Minutes later, police had pulled over a Chevy Cruz that matched the description of the earlier shooting. Officers ordered the driver and the passengers out of the car. The driver complied, while Antwon and another passenger attempted to flee. Rosfeld allegedly opened fire, striking Rose three times. Rose was unarmed, although two semiautomatic rifles were found on the floor of the vehicle.Reggie Shuford, executive director of the ACLU of Pennsylvania, said in a statement that Rose's running away was no reason for his life to be taken from him.

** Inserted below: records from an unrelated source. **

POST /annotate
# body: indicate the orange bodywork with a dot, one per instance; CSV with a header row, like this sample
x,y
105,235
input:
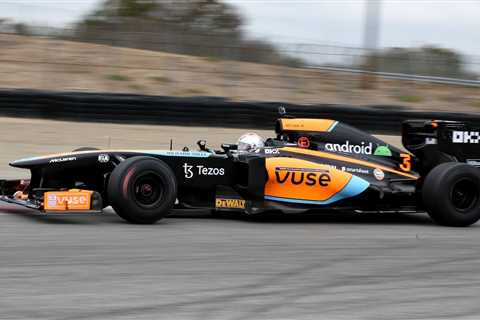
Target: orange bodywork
x,y
314,125
70,200
304,180
333,156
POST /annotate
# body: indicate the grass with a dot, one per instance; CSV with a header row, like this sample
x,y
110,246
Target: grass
x,y
212,59
117,77
161,79
410,98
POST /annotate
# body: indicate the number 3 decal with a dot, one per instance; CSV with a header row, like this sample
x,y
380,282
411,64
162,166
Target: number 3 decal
x,y
406,164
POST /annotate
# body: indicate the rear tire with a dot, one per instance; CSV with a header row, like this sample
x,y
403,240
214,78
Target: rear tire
x,y
142,190
451,194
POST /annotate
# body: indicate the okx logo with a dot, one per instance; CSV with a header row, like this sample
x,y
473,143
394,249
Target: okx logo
x,y
308,177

"Fleeing from a scene does not give law enforcement the right to indiscriminately shoot young boys or anyone. No one, especially children, should ever fear death at the hands of police. Lethal force should be an absolute last resort, not a first option."Similarly, Allegheny County Police Superintendent Coleman McDonough said that shooting a suspect is only justified if the officer felt that there was an "imminent threat of death," either to the officer or someone else.
The shooting sparked protests in Pittsburgh, according to USA Today. At one point the protests shut down portions of a highway.
Meanwhile, at 3:51 p.m. Eastern Time, WTAE-TV said that Rosfeld had hired an attorney and would be speaking to investigators "soon," according to District Attorney Stephen Zappala.
"Initially, he did not cooperate with the county police. He retained new counsel, and that attorney has reached out to several people, both at the county and my office, and they want to make a statement."